The higher the points, the less likely the block will be flushed from memory. However, it must be accessed frequently or the score decreases. A block has to work hard to stay in memory if the competition for memory resources is high.
Giving each block a score and time prevents this type of situation from arising: A block is accessed heavily at the end of the month for reports. Its score is higher than any other block in the system. That block is never accessed again.
It sits there wasting memory until the database is restarted or another block finally scores enough points to beat it out. The time component ages it out very quickly after you no longer access it.

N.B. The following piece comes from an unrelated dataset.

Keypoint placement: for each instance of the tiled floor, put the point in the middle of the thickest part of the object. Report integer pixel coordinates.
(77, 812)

A block currently being accessed is a pinned block. The block is locked (or pinned) into the buffer cache so it cannot be aged out of the buffer cache while the Oracle process (often representing a user) is accessing it.
A modified block is a dirty block. To make sure your changes are kept across database shutdowns, these dirty blocks must be written from the buffer cache to disk. The database names dirty blocks in a dirty list or write queue.
You might think that every time a block is modified, it should be written to disk to minimize lost data. This isn’t the case — not even when there’s a commit (when you save your changes permanently)! Several structures help prevent lost data.
Furthermore, Oracle has a gambling problem. System performance would crawl if you wrote blocks to disk for every modification. To combat this, Oracle plays the odds that the database is unlikely to fail and writes blocks to disk only in larger groups.
Don’t worry; it’s not even a risk against lost data. Oracle is getting performance out of the database right now at the possible expense of a recovery taking longer later. Because failures on properly managed systems rarely occur, it’s a cheap way to gain some performance. However, it’s not as if Oracle leaves dirty blocks all over without cleaning up after itself.
Block write triggers in Oracle 12c
What triggers a block write and therefore a dirty block?
The database is issued a shutdown command.
A full or partial checkpoint occurs — that’s when the system periodically dumps all the dirty buffers to disk.
A recovery time threshold, set by you, is met; the total number of dirty blocks causes an unacceptable recovery time.
A free block is needed and none are found after a given amount of searching.
Certain data definition language (DDL) commands. (DDL commands are SQL statements that define objects in a database.)
Every three seconds.
Other reasons. The algorithm is complex, and you can’t be certain with all the changes that occur with each software release.
The fact is the database stays pretty busy writing blocks in an environment where there are a lot changes.